Pour donner de la consistance aux recommandations répétées en matière de scolarisation des enfants étrangers :
- Depuis des décennies, le Ministère recommande une série de mesures aux communes pour répondre à la situation spécifique des enfants étrangers: aucune n’a été rendue obligatoire. S’il y a volonté politique d’aller de l’avant, ne faudrait-il pas dès à présent renverser la façon de procéder ? Le Ministère déclare comme étant de règle par exemple une approche ALE ou encore l’intégration des cours de langue maternelle dans le cursus de l’école luxembourgeoise. Aux communes de faire valoir leur autonomie et d’expliquer pourquoi elles invoquent une exception à ces règles.

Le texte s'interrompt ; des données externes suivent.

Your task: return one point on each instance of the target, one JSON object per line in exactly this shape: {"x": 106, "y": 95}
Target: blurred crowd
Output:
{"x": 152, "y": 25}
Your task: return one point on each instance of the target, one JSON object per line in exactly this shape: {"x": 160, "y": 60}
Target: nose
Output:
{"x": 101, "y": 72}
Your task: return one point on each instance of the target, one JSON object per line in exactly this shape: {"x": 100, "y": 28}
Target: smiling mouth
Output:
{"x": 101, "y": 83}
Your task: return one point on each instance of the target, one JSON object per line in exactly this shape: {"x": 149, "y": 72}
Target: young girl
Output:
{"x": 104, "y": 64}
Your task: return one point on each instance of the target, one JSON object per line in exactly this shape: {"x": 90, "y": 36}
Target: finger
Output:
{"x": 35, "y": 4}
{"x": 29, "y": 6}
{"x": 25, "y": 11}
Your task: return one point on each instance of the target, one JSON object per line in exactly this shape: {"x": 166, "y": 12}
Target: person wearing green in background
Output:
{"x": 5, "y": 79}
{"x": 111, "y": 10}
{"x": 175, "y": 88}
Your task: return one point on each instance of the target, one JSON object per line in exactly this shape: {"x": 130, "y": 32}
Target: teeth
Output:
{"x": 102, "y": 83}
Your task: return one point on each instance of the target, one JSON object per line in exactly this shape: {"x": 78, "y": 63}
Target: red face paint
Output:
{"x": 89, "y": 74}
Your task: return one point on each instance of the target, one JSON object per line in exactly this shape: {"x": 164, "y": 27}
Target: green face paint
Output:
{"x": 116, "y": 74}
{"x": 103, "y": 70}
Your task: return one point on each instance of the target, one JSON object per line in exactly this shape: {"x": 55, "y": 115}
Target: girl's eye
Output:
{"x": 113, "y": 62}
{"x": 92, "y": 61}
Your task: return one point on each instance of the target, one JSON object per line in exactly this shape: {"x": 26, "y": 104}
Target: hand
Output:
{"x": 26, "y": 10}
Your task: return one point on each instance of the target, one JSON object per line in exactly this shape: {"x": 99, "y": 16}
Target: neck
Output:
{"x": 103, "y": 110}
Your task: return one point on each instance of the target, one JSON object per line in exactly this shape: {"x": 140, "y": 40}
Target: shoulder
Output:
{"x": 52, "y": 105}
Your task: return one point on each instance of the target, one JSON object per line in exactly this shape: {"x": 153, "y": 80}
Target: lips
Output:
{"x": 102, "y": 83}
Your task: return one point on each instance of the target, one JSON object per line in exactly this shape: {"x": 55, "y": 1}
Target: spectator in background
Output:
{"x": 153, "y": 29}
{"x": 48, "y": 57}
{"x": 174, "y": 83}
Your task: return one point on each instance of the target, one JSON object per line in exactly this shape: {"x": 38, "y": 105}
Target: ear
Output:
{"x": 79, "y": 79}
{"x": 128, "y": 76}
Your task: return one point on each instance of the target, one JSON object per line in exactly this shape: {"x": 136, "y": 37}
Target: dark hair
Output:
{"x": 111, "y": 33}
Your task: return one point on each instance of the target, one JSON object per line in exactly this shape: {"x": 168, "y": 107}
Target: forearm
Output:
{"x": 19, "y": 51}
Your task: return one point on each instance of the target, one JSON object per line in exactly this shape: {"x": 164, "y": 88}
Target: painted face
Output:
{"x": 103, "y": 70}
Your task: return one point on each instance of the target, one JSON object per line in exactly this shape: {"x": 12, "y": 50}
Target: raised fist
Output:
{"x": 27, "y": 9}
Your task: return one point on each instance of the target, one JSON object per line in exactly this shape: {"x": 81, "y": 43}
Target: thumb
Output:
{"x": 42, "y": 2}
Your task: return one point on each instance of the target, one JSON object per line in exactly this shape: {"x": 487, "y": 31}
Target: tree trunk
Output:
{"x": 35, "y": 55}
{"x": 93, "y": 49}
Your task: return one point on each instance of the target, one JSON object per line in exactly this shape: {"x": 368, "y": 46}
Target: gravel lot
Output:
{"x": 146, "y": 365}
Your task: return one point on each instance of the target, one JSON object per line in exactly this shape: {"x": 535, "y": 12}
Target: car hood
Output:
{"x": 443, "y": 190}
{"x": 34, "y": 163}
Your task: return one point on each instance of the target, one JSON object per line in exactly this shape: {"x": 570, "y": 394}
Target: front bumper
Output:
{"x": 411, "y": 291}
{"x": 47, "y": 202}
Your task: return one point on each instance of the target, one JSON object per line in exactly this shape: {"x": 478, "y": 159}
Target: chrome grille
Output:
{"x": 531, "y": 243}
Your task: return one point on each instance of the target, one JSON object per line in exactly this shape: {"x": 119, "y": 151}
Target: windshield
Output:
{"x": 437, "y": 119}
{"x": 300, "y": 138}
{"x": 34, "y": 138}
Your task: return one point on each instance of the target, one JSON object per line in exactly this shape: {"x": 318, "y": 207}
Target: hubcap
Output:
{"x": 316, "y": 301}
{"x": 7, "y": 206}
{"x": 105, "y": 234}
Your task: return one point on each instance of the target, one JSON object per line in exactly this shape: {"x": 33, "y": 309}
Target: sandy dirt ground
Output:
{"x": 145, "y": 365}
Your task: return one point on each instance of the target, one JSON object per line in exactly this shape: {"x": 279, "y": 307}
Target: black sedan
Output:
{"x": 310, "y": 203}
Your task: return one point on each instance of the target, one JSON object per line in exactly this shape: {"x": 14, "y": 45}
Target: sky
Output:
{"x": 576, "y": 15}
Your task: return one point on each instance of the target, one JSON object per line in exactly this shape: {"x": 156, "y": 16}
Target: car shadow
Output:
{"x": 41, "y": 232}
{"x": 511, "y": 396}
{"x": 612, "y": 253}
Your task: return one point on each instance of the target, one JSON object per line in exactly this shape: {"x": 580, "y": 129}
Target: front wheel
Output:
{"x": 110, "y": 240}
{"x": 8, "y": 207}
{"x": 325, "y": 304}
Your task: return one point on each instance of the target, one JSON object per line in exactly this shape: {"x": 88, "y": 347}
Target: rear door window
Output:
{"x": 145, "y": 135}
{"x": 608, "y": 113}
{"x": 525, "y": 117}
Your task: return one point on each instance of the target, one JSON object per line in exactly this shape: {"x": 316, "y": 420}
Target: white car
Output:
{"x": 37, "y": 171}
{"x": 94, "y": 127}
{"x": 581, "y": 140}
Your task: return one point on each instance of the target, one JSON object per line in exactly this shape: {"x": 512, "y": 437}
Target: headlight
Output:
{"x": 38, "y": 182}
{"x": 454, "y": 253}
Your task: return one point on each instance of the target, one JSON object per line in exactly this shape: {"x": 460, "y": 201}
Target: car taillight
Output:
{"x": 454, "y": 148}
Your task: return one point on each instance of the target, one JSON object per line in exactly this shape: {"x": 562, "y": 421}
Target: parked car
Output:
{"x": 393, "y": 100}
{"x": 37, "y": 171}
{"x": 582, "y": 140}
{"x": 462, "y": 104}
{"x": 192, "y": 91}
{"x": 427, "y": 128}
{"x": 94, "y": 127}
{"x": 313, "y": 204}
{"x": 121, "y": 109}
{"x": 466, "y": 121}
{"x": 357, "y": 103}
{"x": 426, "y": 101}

L’invocation du simple bon sens :
- On ne cesse de souligner depuis bientôt 15 ans l’importance d’une approche obligatoire de la langue luxembourgeoise au préscolaire. Nous citons du "catalogue des 40 mesures du Ministre Fischbach" de 1991 : "Des objectifs d’apprentissage du luxembourgeois au jardin d’enfants seront définis et les matériels adéquats seront créés. Face à la gravité de la situation et contrairement aux usages, cette partie du programme des jardins d’enfants sera rendue obligatoire". La gravité de la situation persiste malgré les efforts faits en cette matière. Bénéficier d’une approche systématique relève encore du hasard, l’obligation n’ayant toujours pas été introduite, tout comme les objectifs à atteindre ne sont toujours pas fixés.
Le changement n’est pas un but en soi. Sans changement, l’école risque cependant de devenir plus inégalitaire encore qu’elle ne l’est actuellement. Mais la situation actuelle ne semble pas émouvoir grand-monde, en tout cas pas ceux qui s’opposent au moindre changement.
La situation actuelle ne semble pas émouvoir grand-monde, en tout cas pas ceux qui s’opposent au moindre changement.